Why doesn't executeFetchRequest return subclass objects when run under XCTest using Swift?

I have a Swift project using CoreData with installation subclasses of NSManagedObject. They have a class name setting (in the xcdatamodel view), which includes as the main target name "MainTarget.MyEntity" according to. Everything works well when the application starts. However, I went to add some Unit tests using XCTest, and the application crashed with ERR_BAD_ACCESS or ERR_BAD_INSTRUCTION when it returned the result of executeFetchRequest to the appropriate type. I also tried casting every item in the array, and this also causes a crash. The error in all my tests is zero.

var entities = _managedContext.executeFetchRequest(fetchRequest, error: &error) as [MyEntity]?

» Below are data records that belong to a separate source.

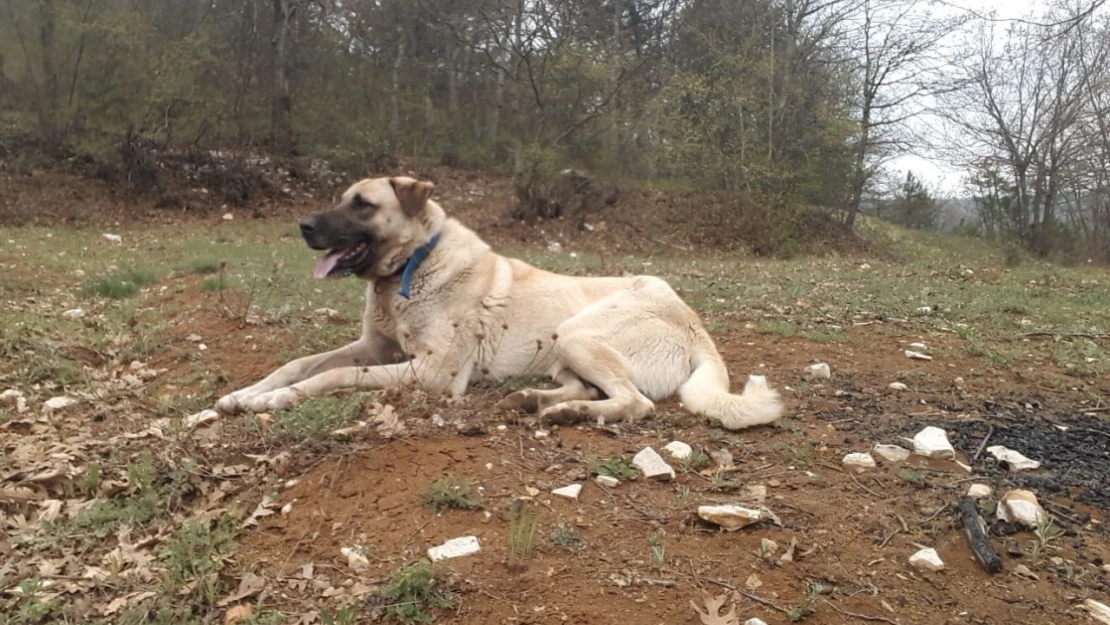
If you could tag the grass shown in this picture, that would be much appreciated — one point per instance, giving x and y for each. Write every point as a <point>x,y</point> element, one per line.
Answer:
<point>616,466</point>
<point>314,422</point>
<point>695,462</point>
<point>658,552</point>
<point>523,522</point>
<point>566,536</point>
<point>204,268</point>
<point>446,493</point>
<point>264,272</point>
<point>413,592</point>
<point>121,284</point>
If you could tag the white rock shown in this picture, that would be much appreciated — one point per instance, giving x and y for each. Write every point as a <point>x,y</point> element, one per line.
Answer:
<point>200,419</point>
<point>755,493</point>
<point>58,403</point>
<point>571,491</point>
<point>890,453</point>
<point>932,442</point>
<point>455,547</point>
<point>859,462</point>
<point>927,560</point>
<point>979,491</point>
<point>355,560</point>
<point>679,450</point>
<point>730,517</point>
<point>1098,611</point>
<point>10,395</point>
<point>819,371</point>
<point>1012,459</point>
<point>757,381</point>
<point>607,481</point>
<point>1020,507</point>
<point>653,465</point>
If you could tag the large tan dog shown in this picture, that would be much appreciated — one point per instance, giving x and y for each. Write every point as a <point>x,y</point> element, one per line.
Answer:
<point>443,311</point>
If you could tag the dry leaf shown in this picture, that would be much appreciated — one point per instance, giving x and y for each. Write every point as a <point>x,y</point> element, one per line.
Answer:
<point>264,508</point>
<point>710,614</point>
<point>250,585</point>
<point>238,614</point>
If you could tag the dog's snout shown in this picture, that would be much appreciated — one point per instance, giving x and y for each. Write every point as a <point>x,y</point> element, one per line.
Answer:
<point>308,225</point>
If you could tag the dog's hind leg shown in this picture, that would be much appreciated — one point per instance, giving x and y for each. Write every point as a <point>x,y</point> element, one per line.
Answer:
<point>536,400</point>
<point>592,359</point>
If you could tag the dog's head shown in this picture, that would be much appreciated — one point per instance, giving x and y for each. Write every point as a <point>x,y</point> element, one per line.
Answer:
<point>373,230</point>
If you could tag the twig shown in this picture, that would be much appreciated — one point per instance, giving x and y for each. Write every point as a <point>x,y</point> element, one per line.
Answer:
<point>863,486</point>
<point>936,514</point>
<point>982,445</point>
<point>860,616</point>
<point>1068,334</point>
<point>752,596</point>
<point>977,536</point>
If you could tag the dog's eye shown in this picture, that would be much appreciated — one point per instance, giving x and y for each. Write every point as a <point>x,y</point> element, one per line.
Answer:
<point>361,202</point>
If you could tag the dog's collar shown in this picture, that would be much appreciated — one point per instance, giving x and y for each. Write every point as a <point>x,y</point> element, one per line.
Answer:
<point>413,263</point>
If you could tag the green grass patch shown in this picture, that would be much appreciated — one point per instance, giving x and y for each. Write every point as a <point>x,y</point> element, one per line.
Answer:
<point>204,268</point>
<point>447,493</point>
<point>616,466</point>
<point>121,284</point>
<point>413,592</point>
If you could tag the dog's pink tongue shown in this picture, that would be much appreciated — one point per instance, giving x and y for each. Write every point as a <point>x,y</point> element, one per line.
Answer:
<point>326,263</point>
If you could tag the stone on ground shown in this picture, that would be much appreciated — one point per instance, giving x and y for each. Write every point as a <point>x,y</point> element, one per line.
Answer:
<point>932,442</point>
<point>729,516</point>
<point>1021,507</point>
<point>979,491</point>
<point>607,481</point>
<point>679,450</point>
<point>571,491</point>
<point>455,547</point>
<point>890,453</point>
<point>1015,461</point>
<point>859,462</point>
<point>927,560</point>
<point>652,465</point>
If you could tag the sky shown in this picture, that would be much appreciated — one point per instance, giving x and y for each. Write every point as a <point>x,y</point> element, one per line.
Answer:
<point>945,180</point>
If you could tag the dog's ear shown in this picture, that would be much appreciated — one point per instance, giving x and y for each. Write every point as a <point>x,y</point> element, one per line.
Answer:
<point>412,193</point>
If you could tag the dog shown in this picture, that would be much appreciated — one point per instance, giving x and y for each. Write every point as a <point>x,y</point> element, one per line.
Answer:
<point>444,311</point>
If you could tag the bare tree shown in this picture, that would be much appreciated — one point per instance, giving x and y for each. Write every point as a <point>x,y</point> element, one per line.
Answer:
<point>898,68</point>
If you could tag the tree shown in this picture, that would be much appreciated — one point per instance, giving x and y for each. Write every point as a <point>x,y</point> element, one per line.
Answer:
<point>914,207</point>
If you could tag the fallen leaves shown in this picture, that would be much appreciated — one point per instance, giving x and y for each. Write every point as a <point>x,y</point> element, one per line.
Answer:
<point>264,508</point>
<point>710,614</point>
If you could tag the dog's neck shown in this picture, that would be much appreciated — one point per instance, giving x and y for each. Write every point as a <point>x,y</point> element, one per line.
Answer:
<point>413,263</point>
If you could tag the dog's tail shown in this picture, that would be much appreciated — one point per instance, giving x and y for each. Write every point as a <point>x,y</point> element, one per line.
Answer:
<point>706,392</point>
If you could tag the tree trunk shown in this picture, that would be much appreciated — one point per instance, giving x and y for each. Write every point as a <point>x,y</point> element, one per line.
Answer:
<point>281,101</point>
<point>395,91</point>
<point>48,109</point>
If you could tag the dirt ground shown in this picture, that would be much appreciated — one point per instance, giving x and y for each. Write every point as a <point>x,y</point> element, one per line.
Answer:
<point>641,554</point>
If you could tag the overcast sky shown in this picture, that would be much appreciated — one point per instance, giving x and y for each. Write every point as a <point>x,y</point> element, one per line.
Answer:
<point>946,180</point>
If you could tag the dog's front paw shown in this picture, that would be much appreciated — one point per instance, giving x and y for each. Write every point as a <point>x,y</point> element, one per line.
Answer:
<point>521,401</point>
<point>234,403</point>
<point>282,399</point>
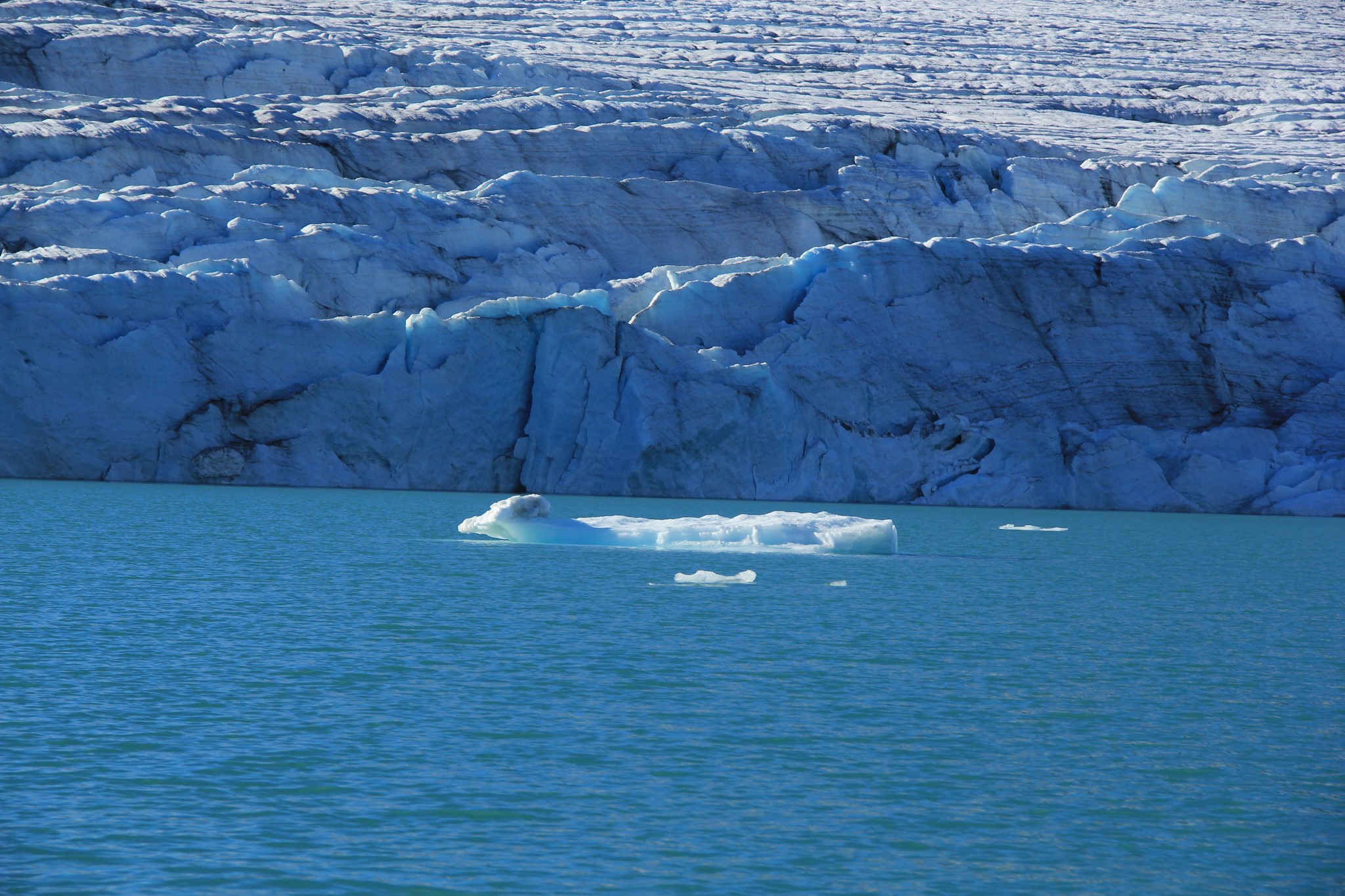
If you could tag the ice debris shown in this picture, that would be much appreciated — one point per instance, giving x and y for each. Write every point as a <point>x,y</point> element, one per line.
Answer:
<point>527,521</point>
<point>705,576</point>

Above results: "Fatal error: NSArray element could not match Swift Array element type" on the console.

var entities = _managedContext.executeFetchRequest(fetchRequest, error: &error)
let e = entities[0] // Works fine
let ee = e as NSManagedObject // Works fine
let eee = e as MyEntity // Crash: Exception breakpoint, then ERR_BAD_ACCESS - no messages on console

The above causes a crash, but only when called from unit test!

I have two goals, one main goal and one test goal (normal default setting). NSManagedObject classes are selected for both purposes so that they are available for testing. These subclasses are written in Swift, no Objective-C.

During unit tests, I use persistentStoreCoordinator in memory (although I tried with the same setting in AppDelegate with the same result).

Swift (, ). , executeFetchRequest, , , "po" XCode - SourceKit 3 , ... . , , , TestTarget.MyEntity MainTarget.MyEntity. , MainTarget.MyEnity( MainTarget) , , .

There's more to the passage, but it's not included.